- Born: Victoria Rubadiri 28 January 1987 (age 39)
- Education: Temple University
- Occupation: Journalist
- Employer: CNN
- Title: News Presenter
- Father: Kwame Rubadiri
- Relatives: David Rubadiri, grandfather Gertrude Rubadiri, grandmother
- Awards: BBC World News Komla Dumor Award

= Victoria Rubadiri =

Kenyan journalist

Victoria Rubadiri (born 28 January 1987) is a Kenyan award-winning journalist and correspondent with CNN International in Kenya. In 2020, she won the 2020 BBC World News Komla Dumor Award, becoming the second Kenyan recipient of the honor.

== Early life and education ==
Rubadiri was born in Kenya and spent part of her childhood with her father Kwame Rubadiri and mother Emmy in the United States. She began early education at Nairobi Pentecostal Academy and Rusinga School, before relocating to New Jersey at the age of 10. She later attended Atlantic City High School.

Rubadiri earned a bachelor's degree in broadcast journalism in 2009, from Temple University in Philadelphia, Pennsylvania. Prior to becoming a television anchor, she worked as a radio presenter at Capital FM in Nairobi.

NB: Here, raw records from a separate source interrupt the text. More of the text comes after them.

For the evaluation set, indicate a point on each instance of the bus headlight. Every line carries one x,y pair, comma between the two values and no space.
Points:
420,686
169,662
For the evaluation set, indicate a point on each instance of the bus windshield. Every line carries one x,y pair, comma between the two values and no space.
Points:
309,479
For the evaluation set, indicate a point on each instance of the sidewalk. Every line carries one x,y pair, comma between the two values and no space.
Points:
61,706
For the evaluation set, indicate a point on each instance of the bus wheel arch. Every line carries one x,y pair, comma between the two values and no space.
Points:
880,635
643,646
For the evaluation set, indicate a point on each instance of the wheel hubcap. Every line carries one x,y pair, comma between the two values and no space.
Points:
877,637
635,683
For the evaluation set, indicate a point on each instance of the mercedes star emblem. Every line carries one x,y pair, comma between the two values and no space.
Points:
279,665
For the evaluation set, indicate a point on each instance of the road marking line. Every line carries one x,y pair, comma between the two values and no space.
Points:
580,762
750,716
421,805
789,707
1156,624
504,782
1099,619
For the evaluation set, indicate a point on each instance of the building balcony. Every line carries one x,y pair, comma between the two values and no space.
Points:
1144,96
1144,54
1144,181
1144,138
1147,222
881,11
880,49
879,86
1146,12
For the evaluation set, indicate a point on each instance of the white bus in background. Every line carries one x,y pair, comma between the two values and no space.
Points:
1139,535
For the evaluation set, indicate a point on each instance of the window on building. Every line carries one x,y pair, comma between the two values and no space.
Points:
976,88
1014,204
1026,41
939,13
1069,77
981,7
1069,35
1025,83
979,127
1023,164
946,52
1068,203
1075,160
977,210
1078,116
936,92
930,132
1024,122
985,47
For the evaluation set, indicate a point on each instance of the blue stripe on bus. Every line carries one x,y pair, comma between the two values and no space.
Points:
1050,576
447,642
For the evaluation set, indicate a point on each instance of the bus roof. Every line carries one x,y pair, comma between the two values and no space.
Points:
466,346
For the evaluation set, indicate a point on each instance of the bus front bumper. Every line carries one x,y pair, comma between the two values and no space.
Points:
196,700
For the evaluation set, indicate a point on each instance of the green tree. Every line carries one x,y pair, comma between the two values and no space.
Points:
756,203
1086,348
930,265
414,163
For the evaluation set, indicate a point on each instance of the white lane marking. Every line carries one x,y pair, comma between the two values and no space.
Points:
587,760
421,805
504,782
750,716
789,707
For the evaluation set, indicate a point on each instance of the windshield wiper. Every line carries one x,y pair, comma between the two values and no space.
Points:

Rubadiri is the granddaughter of the deceased Malawian poet and diplomat David Rubadiri and his wife teacher and independence activist Gertrude Rubadiri. In 2021 Rubadiri and her aunt Lindiwe Rubadiri-Mujugira published an account of her grandmother's life in the Society of Malawi Journal.

== Career ==
Rubadiri began her media career in the United States interning at WMGM – NBC 40 TV as an assignment desk editor in 2007. She later worked as a personal assistant at the Angela Crockett Company in Brooklyn, New York. Upon returning to Kenya in 2010, she joined Capital FM as a business reporter and news presenter. She later moved to NTV Kenya in 2013, where she served as a news anchor, reporter, and script editor co-anchoring the prime time edition alongside Larry Madowo and Mark Maasai. In May 2018, Rubadiri moved to Citizen TV, where she co-anchored Sunday Live with Jeff Koinange in the Citizen Weekend primetime bulletin. In 2020, she was awarded the BBC World News Komla Dumor Award She officially joined CNN International in April 2024.